Sent from my SCH-I510 using Tapatalk 2


----------



## Hekdog (Jul 27, 2011)

Yeah, I know the Charge radio has a real tough time making the switches between wifi and 3g to 4g. That is the weird thing with mine though I am in an area that has had 4g since last September and it is a super flat area around here so signal is pretty much always really good. It seems like every time I go on Facebook the 4g icon immediately disappears and will pop back in and out for a couple of minutes before things settle down.


----------



## charlie_c (Aug 18, 2011)

I had those problems. VZW sent me a new SIM and the problems got substantially worse. Just got a warranty replacement device yesterday and I'm waiting to see if things have improved...


----------



## Hekdog (Jul 27, 2011)

Well we will see what happens I messaged VZW on twitter and they told me to first try removing the SIM for about a minute, which I am guessing isn't going to do much. I am sure a new SIM will probably be what they say next. I hope I don't get to the point of them sending me a phone because I hate to risk the chance of getting a phone that is worse than the one I have now.

I shouldn't have to put up with it, but I guess I have gotten used to a few minutes here and there with data problems and my call quality has always been really good.


----------



## charlie_c (Aug 18, 2011)

Hekdog said:


> Well we will see what happens I messaged VZW on twitter and they told me to first try removing the SIM for about a minute, which I am guessing isn't going to do much. I am sure a new SIM will probably be what they say next. I hope I don't get to the point of them sending me a phone because I hate to risk the chance of getting a phone that is worse than the one I have now.
> 
> I shouldn't have to put up with it, but I guess I have gotten used to a few minutes here and there with data problems and my call quality has always been really good.

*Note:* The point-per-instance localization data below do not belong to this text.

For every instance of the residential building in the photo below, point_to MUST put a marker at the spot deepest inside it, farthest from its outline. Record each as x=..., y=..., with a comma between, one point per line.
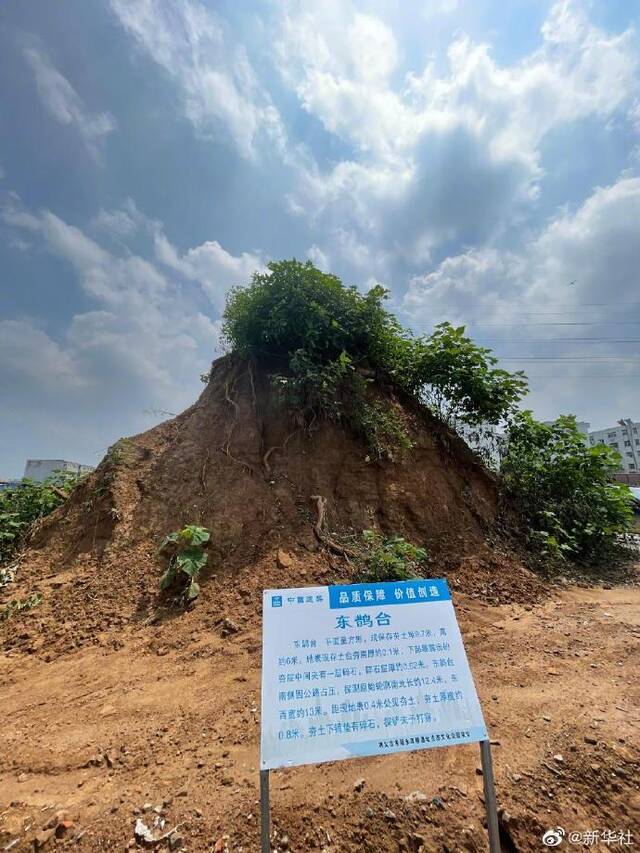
x=625, y=438
x=40, y=469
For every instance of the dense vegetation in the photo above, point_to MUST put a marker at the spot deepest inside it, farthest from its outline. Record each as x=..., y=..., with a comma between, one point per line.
x=563, y=490
x=333, y=350
x=330, y=344
x=27, y=502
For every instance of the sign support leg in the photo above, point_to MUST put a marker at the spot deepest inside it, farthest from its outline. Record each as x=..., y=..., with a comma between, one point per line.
x=490, y=796
x=265, y=812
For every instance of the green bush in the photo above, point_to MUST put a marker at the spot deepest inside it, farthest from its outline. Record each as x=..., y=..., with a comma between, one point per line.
x=327, y=344
x=18, y=605
x=460, y=381
x=186, y=557
x=388, y=558
x=563, y=490
x=27, y=502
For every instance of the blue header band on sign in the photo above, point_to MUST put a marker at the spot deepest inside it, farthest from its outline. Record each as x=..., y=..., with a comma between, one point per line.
x=420, y=591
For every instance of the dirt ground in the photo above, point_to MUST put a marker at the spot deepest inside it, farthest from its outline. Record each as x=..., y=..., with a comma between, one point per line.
x=161, y=721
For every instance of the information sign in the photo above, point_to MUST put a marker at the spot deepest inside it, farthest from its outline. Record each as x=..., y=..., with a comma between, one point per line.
x=363, y=669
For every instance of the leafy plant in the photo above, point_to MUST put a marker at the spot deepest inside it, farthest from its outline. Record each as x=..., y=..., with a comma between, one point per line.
x=185, y=551
x=27, y=502
x=327, y=344
x=19, y=606
x=388, y=559
x=563, y=490
x=459, y=380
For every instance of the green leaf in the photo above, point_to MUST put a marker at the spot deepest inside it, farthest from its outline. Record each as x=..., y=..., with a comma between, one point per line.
x=168, y=577
x=191, y=560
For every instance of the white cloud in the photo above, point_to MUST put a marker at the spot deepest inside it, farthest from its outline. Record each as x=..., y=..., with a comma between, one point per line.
x=28, y=356
x=425, y=144
x=218, y=83
x=120, y=224
x=502, y=294
x=215, y=269
x=64, y=104
x=146, y=338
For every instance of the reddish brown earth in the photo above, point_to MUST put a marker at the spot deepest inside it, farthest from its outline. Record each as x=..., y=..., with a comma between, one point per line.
x=113, y=707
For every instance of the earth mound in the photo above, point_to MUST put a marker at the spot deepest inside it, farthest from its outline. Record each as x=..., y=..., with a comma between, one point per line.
x=238, y=463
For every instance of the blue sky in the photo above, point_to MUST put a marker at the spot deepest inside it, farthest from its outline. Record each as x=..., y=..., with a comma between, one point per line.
x=476, y=157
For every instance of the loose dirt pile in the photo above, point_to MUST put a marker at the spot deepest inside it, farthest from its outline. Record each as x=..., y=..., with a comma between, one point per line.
x=114, y=709
x=238, y=464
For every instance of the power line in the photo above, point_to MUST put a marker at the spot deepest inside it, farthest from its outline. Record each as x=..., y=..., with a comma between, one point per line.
x=562, y=340
x=567, y=358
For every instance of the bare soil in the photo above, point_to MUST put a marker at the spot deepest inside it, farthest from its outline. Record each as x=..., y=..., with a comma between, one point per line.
x=116, y=707
x=167, y=716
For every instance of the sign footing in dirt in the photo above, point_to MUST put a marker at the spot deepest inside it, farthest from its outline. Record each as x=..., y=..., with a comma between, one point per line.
x=365, y=669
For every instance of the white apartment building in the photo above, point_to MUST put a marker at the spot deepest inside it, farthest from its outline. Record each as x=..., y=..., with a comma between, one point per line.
x=40, y=469
x=625, y=438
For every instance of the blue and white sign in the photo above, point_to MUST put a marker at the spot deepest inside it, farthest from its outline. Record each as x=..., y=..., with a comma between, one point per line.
x=363, y=669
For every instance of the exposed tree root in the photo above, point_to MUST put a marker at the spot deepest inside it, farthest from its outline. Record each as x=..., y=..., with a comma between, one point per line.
x=265, y=458
x=321, y=536
x=203, y=473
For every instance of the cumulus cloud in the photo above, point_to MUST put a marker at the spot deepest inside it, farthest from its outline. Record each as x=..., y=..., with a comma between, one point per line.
x=209, y=264
x=427, y=143
x=64, y=104
x=146, y=338
x=120, y=224
x=30, y=358
x=220, y=89
x=581, y=267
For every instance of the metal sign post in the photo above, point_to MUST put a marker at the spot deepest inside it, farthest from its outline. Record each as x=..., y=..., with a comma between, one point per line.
x=366, y=669
x=265, y=812
x=490, y=804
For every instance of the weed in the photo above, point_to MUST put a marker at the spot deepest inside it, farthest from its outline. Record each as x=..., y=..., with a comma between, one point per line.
x=388, y=558
x=185, y=550
x=19, y=606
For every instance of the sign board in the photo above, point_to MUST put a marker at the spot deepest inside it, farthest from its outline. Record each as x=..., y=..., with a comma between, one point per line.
x=363, y=669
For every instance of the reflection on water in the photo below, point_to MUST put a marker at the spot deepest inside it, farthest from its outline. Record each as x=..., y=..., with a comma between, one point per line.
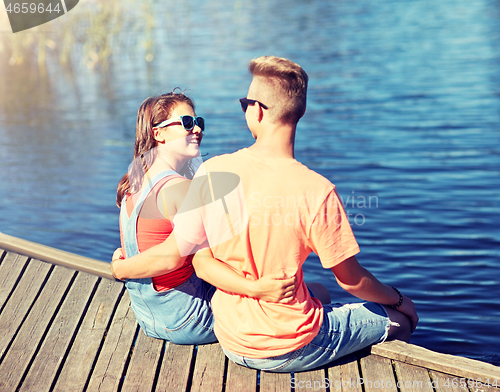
x=402, y=111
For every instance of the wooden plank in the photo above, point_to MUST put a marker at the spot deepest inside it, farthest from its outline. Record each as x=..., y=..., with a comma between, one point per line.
x=28, y=339
x=110, y=366
x=275, y=382
x=444, y=363
x=412, y=378
x=345, y=375
x=208, y=372
x=448, y=383
x=78, y=366
x=10, y=271
x=240, y=378
x=377, y=374
x=145, y=360
x=175, y=368
x=49, y=359
x=55, y=256
x=21, y=300
x=314, y=381
x=444, y=383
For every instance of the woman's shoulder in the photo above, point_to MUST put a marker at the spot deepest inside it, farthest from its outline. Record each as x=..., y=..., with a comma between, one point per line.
x=170, y=194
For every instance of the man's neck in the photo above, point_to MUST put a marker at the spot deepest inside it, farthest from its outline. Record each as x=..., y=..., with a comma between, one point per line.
x=275, y=142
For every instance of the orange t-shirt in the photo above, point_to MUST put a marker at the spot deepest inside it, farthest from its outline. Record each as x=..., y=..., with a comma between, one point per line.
x=291, y=212
x=153, y=229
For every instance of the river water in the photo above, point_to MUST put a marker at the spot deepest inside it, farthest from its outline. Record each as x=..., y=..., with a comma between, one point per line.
x=403, y=116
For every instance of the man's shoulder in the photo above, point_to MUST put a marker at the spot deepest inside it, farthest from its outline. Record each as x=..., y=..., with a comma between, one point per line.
x=233, y=156
x=313, y=178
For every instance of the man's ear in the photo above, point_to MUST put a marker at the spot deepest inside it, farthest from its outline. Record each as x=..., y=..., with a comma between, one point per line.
x=304, y=112
x=260, y=113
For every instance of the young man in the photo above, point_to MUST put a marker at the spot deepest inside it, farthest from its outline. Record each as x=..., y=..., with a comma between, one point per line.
x=288, y=212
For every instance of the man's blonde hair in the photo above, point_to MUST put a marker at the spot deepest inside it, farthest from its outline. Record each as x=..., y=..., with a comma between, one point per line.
x=281, y=84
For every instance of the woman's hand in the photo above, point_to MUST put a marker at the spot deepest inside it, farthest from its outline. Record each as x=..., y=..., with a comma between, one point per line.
x=275, y=288
x=117, y=255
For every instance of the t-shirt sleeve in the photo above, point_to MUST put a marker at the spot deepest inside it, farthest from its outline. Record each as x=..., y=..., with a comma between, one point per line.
x=331, y=236
x=188, y=223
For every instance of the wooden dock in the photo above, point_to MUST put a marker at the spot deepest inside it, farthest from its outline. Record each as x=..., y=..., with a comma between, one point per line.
x=67, y=325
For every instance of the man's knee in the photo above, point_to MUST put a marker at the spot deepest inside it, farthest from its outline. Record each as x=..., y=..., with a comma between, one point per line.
x=320, y=292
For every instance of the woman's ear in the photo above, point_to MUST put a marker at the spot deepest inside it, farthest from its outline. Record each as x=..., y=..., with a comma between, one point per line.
x=158, y=135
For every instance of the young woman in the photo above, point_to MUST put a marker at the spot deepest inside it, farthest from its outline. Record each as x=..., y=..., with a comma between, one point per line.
x=174, y=306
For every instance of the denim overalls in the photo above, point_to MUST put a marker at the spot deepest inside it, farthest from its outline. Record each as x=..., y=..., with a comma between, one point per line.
x=180, y=315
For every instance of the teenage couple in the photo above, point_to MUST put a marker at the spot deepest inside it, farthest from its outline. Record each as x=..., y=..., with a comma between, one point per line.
x=245, y=224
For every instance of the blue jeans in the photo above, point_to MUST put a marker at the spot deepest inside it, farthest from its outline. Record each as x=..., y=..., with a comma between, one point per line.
x=345, y=329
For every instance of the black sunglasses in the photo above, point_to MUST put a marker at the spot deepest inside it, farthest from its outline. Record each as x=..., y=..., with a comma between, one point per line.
x=245, y=102
x=187, y=122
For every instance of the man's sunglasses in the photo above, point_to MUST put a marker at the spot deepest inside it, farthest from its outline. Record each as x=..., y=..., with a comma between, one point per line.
x=187, y=122
x=245, y=102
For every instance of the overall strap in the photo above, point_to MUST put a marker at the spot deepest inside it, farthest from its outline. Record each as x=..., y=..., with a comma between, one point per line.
x=129, y=224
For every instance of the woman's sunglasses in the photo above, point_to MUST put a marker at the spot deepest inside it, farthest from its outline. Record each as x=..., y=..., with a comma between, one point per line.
x=245, y=102
x=187, y=122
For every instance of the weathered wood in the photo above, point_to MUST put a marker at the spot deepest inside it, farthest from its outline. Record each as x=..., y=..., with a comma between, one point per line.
x=444, y=383
x=145, y=360
x=55, y=256
x=275, y=382
x=49, y=359
x=78, y=365
x=175, y=368
x=448, y=364
x=110, y=366
x=412, y=378
x=240, y=378
x=314, y=381
x=377, y=374
x=29, y=337
x=10, y=271
x=345, y=375
x=208, y=375
x=21, y=300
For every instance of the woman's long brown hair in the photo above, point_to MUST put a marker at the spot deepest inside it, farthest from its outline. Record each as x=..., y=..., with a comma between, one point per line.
x=151, y=112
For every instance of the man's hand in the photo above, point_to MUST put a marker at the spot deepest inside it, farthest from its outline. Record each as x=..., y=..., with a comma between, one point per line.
x=408, y=308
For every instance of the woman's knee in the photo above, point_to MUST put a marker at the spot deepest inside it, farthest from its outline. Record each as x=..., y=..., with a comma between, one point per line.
x=400, y=328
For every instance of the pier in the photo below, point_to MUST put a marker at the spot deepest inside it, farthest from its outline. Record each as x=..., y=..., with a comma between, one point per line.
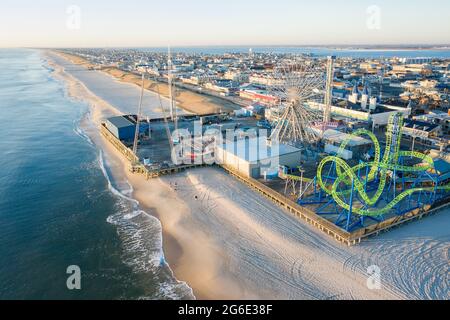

Before I got a SIM, I'd have very intermittent radio issues...turn on wifi at home but it never connects until I power cycle the connection...3g/4g connection fails during handoff from one to the other and it doesn't reconnect without cycling the connection, etc. After I got a new SIM, I had numerous data disconnections and the cell signal would disappear entirely. It went from literally 1 issue a day to about 2 dozen. New device has been good so far, so I'm not sure why the old device + new SIM was such an issue, maybe the SIM registration process was messed up?


----------



## p2kmafia (Jan 9, 2012)

I have the same problem but it's only on 4g. Running on 3g I'm always connected, is this a same for you?


----------



## charlie_c (Aug 18, 2011)

p2kmafia said:


> I have the same problem but it's only on 4g. Running on 3g I'm always connected, is this a same for you?


Honestly I never tried forcing 3G because I was always in a 4G area (except for the bathroom at work, lol). It may have resolved the issue with the hand off but signal dropping out after I got the new SIM was just crazy. I'd lose data and it wouldn't connect, then I'd reboot my phone and after rebooting I'd lose all signal connectivity (0 bars with a little 'x' over them) for about 30 seconds. Then power cycle and it'd work okay for a little bit again.


----------



## Hekdog (Jul 27, 2011)

I have never tried forcing into 3g either, but I did notice a couple weeks ago when I was traveling in a 3g area that when I used my hotspot my signal did stay on consistently. It was a little frustrating because I got a consistently better data connection with the hotspot on 3g then I ever do on 4g. To me it seems that FP1 didn't fix anything with the 4g signal from previous radio versions it just cycles it on and off now when it is having issues to try and resolve it instead of me having to do it manually.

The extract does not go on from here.